在Python中使用xml.etree編寫包含歐元符號（€）的xml文件

我試圖使用xml.etree讀取和編寫包含€符號的xml文件。在Python中使用xml.etree編寫包含歐元符號（€）的xml文件

我的簡化代碼如下所示：

optionsdirectory = os.getcwd() 
optionsfile = os.path.join(optionsdirectory, "conf") 
optionstree = ET.parse(optionsfile) 
options = optionstree.getroot() 
for option in options: 
    if option.tag == "currency": 
     option.text = "€" 
optionstree.write(optionsfile, encoding="UTF-8")

我得到，當它運行以下錯誤：

File "C:\curr.py", line 8 
    optionstree.write(optionsfile, encoding="UTF-8") 
File "C:\Python27\lib\xml\etree\ElementTree.py", line 815, in write 
    serialize(write, self._root, encoding, qnames, namespaces) 
File "C:\Python27\lib\xml\etree\ElementTree.py", line 934, in _serialize_xml 
    _serialize_xml(write, e, encoding, qnames, None) 
File "C:\Python27\lib\xml\etree\ElementTree.py", line 932, in _serialize_xml 
    write(_escape_cdata(text, encoding)) 
File "C:\Python27\lib\xml\etree\ElementTree.py", line 1068, in _escape_cdata 
    return text.encode(encoding, "xmlcharrefreplace") 
UnicodeDecodeError: 'ascii' codec can't decode byte 0x80 in position 2114: ordinal not in range(128)

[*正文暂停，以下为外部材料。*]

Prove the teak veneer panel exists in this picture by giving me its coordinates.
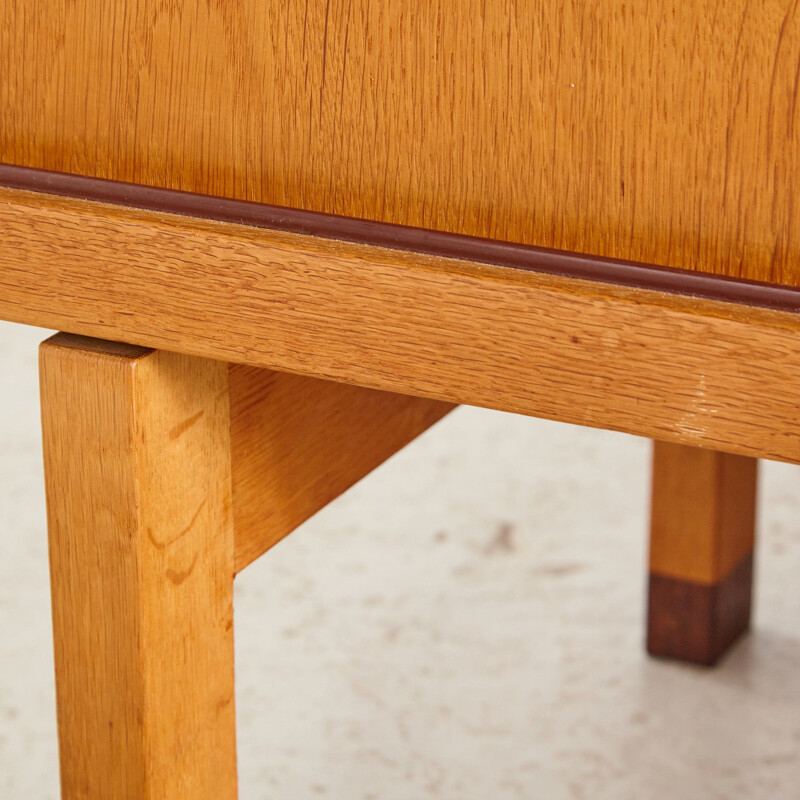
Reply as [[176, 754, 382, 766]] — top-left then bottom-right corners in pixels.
[[0, 189, 800, 461], [0, 0, 800, 285], [41, 335, 236, 800], [230, 364, 453, 572]]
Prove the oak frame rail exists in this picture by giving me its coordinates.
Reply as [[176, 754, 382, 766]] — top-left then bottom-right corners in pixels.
[[0, 174, 800, 461]]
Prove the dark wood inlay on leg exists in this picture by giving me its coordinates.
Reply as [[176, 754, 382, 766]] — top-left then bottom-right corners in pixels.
[[647, 555, 753, 666], [647, 442, 758, 665]]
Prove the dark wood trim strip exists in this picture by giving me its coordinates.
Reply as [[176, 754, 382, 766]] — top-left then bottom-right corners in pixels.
[[0, 164, 800, 311], [647, 554, 753, 667]]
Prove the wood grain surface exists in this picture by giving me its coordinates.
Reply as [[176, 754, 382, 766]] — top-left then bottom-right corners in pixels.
[[650, 442, 758, 584], [647, 442, 758, 665], [41, 335, 236, 800], [0, 0, 800, 285], [0, 190, 800, 461], [230, 365, 452, 572]]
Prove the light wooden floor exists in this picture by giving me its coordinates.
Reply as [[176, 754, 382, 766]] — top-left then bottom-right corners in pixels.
[[0, 323, 800, 800]]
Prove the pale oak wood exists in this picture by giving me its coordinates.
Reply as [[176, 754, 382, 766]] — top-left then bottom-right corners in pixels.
[[0, 0, 800, 285], [230, 365, 453, 572], [647, 442, 758, 665], [650, 442, 758, 584], [41, 335, 236, 800], [0, 189, 800, 461]]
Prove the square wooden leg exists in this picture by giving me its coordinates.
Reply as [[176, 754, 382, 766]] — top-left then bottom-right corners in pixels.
[[40, 334, 237, 800], [647, 442, 758, 666]]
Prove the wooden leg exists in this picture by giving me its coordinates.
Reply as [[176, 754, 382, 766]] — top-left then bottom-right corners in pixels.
[[40, 334, 237, 800], [647, 442, 758, 666]]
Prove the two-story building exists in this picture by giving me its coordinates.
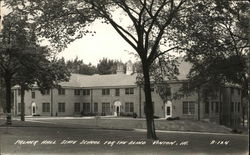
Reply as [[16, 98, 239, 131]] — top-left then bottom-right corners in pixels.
[[13, 59, 241, 126]]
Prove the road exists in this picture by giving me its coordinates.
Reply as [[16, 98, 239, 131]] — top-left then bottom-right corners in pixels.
[[0, 120, 248, 155]]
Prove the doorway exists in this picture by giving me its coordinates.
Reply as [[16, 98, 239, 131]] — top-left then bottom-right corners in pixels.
[[31, 102, 36, 116], [165, 101, 172, 118], [114, 101, 122, 116]]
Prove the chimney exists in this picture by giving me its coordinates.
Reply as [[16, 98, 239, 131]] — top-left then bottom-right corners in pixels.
[[126, 60, 133, 75], [116, 62, 124, 74]]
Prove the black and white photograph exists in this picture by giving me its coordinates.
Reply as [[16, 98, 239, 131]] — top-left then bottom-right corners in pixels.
[[0, 0, 250, 155]]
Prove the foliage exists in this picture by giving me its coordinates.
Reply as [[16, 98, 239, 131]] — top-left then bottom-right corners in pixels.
[[173, 0, 250, 96], [6, 0, 196, 139]]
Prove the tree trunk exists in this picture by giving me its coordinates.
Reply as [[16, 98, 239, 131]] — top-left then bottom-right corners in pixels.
[[219, 87, 223, 125], [4, 73, 12, 125], [198, 87, 201, 121], [143, 64, 157, 139], [21, 85, 25, 121]]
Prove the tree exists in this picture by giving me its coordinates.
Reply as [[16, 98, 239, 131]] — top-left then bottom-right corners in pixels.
[[10, 0, 191, 139], [173, 0, 250, 126], [0, 5, 69, 124]]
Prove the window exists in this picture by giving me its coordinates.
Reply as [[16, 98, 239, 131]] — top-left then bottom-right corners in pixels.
[[42, 103, 50, 112], [82, 89, 90, 96], [125, 88, 134, 95], [102, 89, 110, 95], [215, 102, 219, 113], [102, 102, 110, 113], [205, 102, 209, 114], [166, 87, 171, 96], [125, 102, 134, 112], [183, 101, 195, 115], [211, 102, 214, 112], [231, 88, 234, 95], [74, 89, 81, 95], [94, 103, 98, 112], [74, 102, 80, 112], [58, 103, 65, 112], [115, 88, 120, 96], [31, 91, 36, 98], [182, 82, 189, 92], [17, 89, 21, 96], [82, 103, 90, 113], [144, 101, 155, 112], [150, 85, 155, 92], [41, 89, 50, 95], [58, 88, 65, 95], [231, 102, 234, 112], [17, 103, 21, 113]]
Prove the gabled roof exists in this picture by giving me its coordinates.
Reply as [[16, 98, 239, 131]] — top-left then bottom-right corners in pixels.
[[60, 59, 192, 88]]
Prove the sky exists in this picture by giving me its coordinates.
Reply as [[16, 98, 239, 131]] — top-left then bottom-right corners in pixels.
[[58, 21, 135, 65], [1, 3, 135, 65]]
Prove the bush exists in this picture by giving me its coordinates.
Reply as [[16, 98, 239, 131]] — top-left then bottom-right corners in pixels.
[[154, 116, 160, 119], [232, 128, 242, 134], [133, 113, 137, 118], [166, 117, 180, 121]]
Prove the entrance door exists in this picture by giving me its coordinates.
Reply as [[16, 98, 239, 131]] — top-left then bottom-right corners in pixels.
[[116, 106, 120, 116], [114, 101, 122, 116], [165, 101, 172, 118], [31, 102, 36, 115]]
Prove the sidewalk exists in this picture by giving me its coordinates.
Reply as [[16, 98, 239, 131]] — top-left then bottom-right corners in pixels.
[[0, 117, 248, 134]]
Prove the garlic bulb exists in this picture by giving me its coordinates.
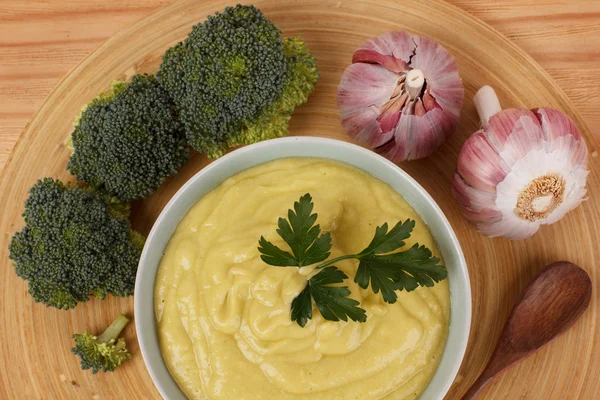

是否有寫€符號使用XML XML文件的方式.etree？

來源

2012-09-29 jake

您需要使用unicode文字。這將是更容易使用，而不是性格Unicode轉義：當你不使用Unicode文本，但一個字節（串），而不是字面

option.text = u"\u20AC" # Euro sign

會發生什麼事，是Python的嘗試將值解碼爲使用默認編碼的ASCII碼字面值。這會導致您看到的UnicodeDecodeError。

如果你真的做希望使用轉義字符，請確保您在上面指定的源文件的編碼：

# -*- coding: utf-8 -*-

，並確保您的編輯器使用UTF-8來保存文件。你最好還是要用文字unicode的，但：

option.text = u"€"

來源

2012-09-29 19:39:10

下面介紹如何創建具有非ASCII字符的XML文件。請注意，您需要以通過# coding:聲明的編碼保存源文件，並使用Unicode文字（u'string'）。在下面的例子中我寫的文件爲UTF-8和ASCII兩種證明的ElementTree會在兩種情況下正確地讀取文件：

# coding: utf8 
from xml.etree import ElementTree as et 

# Create the root element. 
root = et.Element('test') 
root.text = u'123€456' 

# Wrap the root in an ElementTree and write files. 
tree = et.ElementTree(root) 
tree.write('utf8.xml',encoding='UTF-8') 
tree.write('ascii.xml',encoding='ascii') 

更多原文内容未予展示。